Das mit der Zeit ist für mich übrigens mal wieder eine wichtige Erkenntnis: Man kann wirklich problemlos nicht nur einen, sondern auch zwei Tage auf der ComicCon Stuttgart verbringen, vor allem, wenn man nicht nur flaniert, sondern sich auch Panels anschaut und auf Unterhaltungsangebote wie die Gaming Zone und Offline-Spiele einlässt. Nächstes Jahr werde ich entsprechend besser planen.
Gedanken im Nachgang
Grundsätzlich fand ich die Neuerungen der ComicCon Stuttgart 2023 sehr gut. Die Aufteilung in Hallen hat etwas die Besucherströme entzerrt und verstreut. Dank großzügig bemessener Gänge blieb man auch nicht mehr so elend stecken, wie es in manchen Jahren zuvor in Halle 1 der Fall gewesen war. Die Gaming Zone war ein tolles Unterhaltungsangebot, die Galactic Cantina ein Fest für „Star Wars“-Fans. (Schade übrigens, dass „Star Trek“ in Deutschland offenbar so wenig Fans hat, dass es nicht mal zu einem Stand wie dem der Ghostbusters oder der Police-Academy-Truppe gereicht hat. Ja, ich weiß, es gibt die jährliche „FedCon“ in Bonn, ein wahres Mekka für Trekkies. Aber warum ist „Star Wars“ auf wirklich jeder Veranstaltung präsent, während man „Star Trek“ mit der Lupe suchen muss? Ein paar Kostümierte, ein Captain’s-Chair-Fotopoint und ein paar Memorabilia müssten doch drin sein …)

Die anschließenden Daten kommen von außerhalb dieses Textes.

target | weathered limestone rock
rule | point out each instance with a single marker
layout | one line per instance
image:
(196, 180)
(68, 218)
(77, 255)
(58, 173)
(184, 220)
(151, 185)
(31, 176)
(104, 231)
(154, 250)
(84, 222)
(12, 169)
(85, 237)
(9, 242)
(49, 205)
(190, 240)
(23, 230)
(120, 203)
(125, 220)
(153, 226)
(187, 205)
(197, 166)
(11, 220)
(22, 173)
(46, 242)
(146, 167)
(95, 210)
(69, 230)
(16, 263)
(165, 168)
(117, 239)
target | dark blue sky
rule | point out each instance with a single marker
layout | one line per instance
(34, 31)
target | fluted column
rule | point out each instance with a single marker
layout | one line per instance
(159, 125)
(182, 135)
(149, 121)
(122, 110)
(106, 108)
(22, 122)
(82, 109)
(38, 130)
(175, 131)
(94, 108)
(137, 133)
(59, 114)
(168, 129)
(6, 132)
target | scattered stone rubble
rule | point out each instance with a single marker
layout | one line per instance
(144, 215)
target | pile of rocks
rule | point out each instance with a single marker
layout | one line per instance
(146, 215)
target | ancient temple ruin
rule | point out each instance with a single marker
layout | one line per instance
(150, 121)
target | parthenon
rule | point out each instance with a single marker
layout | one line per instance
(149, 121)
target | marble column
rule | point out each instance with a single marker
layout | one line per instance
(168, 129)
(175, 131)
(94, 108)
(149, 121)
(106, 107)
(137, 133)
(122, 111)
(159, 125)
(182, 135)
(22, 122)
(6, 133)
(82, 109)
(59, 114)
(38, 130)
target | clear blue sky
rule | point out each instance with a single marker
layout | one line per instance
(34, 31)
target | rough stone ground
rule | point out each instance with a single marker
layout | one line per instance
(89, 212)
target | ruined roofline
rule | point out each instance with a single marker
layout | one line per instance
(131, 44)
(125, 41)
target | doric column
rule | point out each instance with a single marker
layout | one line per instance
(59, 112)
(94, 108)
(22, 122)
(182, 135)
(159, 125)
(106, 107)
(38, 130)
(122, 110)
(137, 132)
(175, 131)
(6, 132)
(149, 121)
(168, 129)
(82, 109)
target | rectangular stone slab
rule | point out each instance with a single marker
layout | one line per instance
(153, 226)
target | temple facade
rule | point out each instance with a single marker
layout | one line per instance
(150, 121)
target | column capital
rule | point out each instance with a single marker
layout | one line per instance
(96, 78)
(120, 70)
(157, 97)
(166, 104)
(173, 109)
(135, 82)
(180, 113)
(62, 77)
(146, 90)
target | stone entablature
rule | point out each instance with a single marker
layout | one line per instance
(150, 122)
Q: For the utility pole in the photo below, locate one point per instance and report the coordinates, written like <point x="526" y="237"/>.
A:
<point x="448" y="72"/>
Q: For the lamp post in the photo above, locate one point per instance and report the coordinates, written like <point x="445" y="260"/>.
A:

Vermisst habe ich vor allem zwei Aspekte. Die LEGO-Bauer, die früher immer die Galerie von Halle 1 beherrscht hatten, waren nicht mehr vor Ort. Sehr schade, denn deren Modelle waren immer echte Hingucker, nicht nur für junge Besucher. Und die fantastische Literatur – also alle Lesungen und Kleinverlage – fehlte ebenfalls völlig, ein echter Mangel, denn wo sonst, wenn nicht auf solchen Messen, bekommt man die Gelegenheit, außergewöhnliche Buchfunde in den Angeboten der Kleinverlage zu machen und mit Machern der Szene ins Gespräch zu kommen. Eine Hugendubel-Messebuchhandlung ist da kein Ausgleich. Wenn ich zu Hugendubel will, gehe ich in die Stadt. Dafür muss ich kein Con-Ticket kaufen. Zumal dort halt auch vor allem die Standard-Phantastik verkauft wird, die man auch sonst in jeder großen Buchhandelsfiliale kaufen kann. Aber es gibt ja noch weitere Hallen in der Messe Stuttgart. Vielleicht ist 2024 ja wieder Platz für eine LEGO-Show und die literarische Phantastik (inklusive eigener Lesebühne).
Die nächste ComicCon Stuttgart wird am Wochenende, 30. November und 1. Dezember 2024, in der Messe Stuttgart stattfinden.